Thursday, 24 August 2017

Diagnostic Challenge of Renal Angiomyolomas


Renal angiomyolipomas (AML) are benign neoplasms, arising from perivascular epithelioid cells. They are very rare tumors and are strongly associated with tuberous sclerosis. Their incidence in the general population is very low, approximately 0.3-2.4%, and were described as first time in 1880 by Bourneville and Brissard. Most patients with renal AML are asymptomatic. The dreaded complication is spontaneous retroperitoneal hemorrhage. Due to that, prophylactic surgery is recommended to prevent hemorrhage in patients with tumor size larger than 8 cm in diameter. Here we describe a young woman who presented with severe abdominal pain and was found to have underlying renal angiomyolipoma complicated with active hemorrhage.
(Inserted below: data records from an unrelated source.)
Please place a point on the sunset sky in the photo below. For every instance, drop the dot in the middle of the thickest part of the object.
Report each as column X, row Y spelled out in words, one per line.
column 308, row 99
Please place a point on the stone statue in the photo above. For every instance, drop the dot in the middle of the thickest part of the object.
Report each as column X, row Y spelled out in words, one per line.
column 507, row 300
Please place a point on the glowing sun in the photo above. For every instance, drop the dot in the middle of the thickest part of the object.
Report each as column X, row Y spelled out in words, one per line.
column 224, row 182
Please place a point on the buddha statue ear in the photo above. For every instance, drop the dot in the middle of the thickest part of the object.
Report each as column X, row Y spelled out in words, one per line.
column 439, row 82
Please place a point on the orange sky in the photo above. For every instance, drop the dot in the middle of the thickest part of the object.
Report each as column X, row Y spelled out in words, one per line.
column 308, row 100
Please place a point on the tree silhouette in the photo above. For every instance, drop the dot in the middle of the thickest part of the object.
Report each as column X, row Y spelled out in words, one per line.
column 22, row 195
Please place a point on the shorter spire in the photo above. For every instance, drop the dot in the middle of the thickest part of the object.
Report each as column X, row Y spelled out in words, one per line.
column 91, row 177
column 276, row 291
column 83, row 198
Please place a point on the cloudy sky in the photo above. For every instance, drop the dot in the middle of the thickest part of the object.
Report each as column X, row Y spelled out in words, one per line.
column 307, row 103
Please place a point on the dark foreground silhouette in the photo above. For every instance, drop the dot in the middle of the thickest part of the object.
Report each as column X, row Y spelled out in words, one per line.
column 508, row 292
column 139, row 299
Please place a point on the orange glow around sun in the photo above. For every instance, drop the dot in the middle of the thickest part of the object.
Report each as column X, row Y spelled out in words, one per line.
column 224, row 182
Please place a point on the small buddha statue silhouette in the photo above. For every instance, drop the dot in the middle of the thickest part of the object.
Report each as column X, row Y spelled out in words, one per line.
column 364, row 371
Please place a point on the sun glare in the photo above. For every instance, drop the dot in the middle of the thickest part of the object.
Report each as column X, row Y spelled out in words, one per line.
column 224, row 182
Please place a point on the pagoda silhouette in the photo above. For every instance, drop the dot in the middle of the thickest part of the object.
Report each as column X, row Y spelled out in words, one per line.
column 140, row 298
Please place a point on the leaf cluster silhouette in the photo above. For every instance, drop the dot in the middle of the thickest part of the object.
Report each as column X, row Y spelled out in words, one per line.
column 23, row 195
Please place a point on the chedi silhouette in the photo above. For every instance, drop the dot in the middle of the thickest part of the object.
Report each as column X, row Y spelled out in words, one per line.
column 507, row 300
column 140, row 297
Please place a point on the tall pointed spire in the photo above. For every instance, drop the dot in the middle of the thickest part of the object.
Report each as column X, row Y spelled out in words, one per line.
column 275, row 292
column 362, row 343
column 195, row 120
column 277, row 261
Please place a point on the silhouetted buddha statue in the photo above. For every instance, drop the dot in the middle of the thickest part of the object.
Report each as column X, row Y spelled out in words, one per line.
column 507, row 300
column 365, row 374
A 21-year-old woman presented with sudden onset right flank and right lower quadrant abdominal pain that began when she woke up that morning. She described the pain as sharp, knife like, non-radiating, 7/10 in intensity, aggravated by minimal movement and relieved by lying still, associated with nausea and 1 episode of non-bloody vomiting. She also reported an episode of syncope earlier that day, when she lost consciousness for few seconds. She denied hitting her head, seizure like activity or post syncopal confusion. Patient denied abdominal injury, recent illness, foreign travel, fever, chills, change in bowel or bladder habits and vaginal discharge. She had no significant past medical or surgical history. She was not taking any medications. She was never married or pregnant. Her menstrual cycles were irregular. Last menstrual period was 20 days prior to admission. She reported being sexually active and used condoms for protection. She denied any significant family history. On physical examination, patient was afebrile and vitally stable. She had severe tenderness to palpation in the right upper and lower abdomen and right flank. Normoactive bowel sounds were present. Attending to blood tests, complete blood count and comprehensive metabolic panel were within normal limits except for a normochromic normocytic anemia with hemoglobin of 11.6 g/dl and minimal leukocytosis (WBC 11.1 u/kL). Urine analysis and urine pregnancy test were negative. Chest x ray was unremarkable. CT scan of abdomen and pelvis with contrast (Figure I) was obtained, which revealed a 17.5 x 13.8 x 13.1 cm retroperitoneal mass arising from the right kidney.

The mass was composed of fatty and soft tissue components along with blood products. A differential diagnosis of ruptured angiomyolipoma and malignant tumors such as liposarcoma were considered. Considering patient’s young age, acuity of symptom onset and the fact that the mass arised from the kidney, the diagnosis of renal angiomyolipoma was determined to be more likely. The patient had no stigmata of tuberous sclerosis on physical examination. Initially, we decided to proceed with conservative management but within a time span of 12 hours, patient’s hemoglobin decreased to 9.5 g/dl. Interventional radiologist was consulted for the management of ongoing bleeding. Emergency arteriogram with super selective embolization of AML with alcohol and coil was performed through the lower pole of right renal artery. A CT guided biopsy of right renal lesion was also performed. Histological examination confirmed our diagnosis of renal angiomyolipoma. The patient was monitored in Intensive care unit for few more days and was subsequently discharged as she improved. She is planned to undergo elective resection of angiomyolipoma at a future date.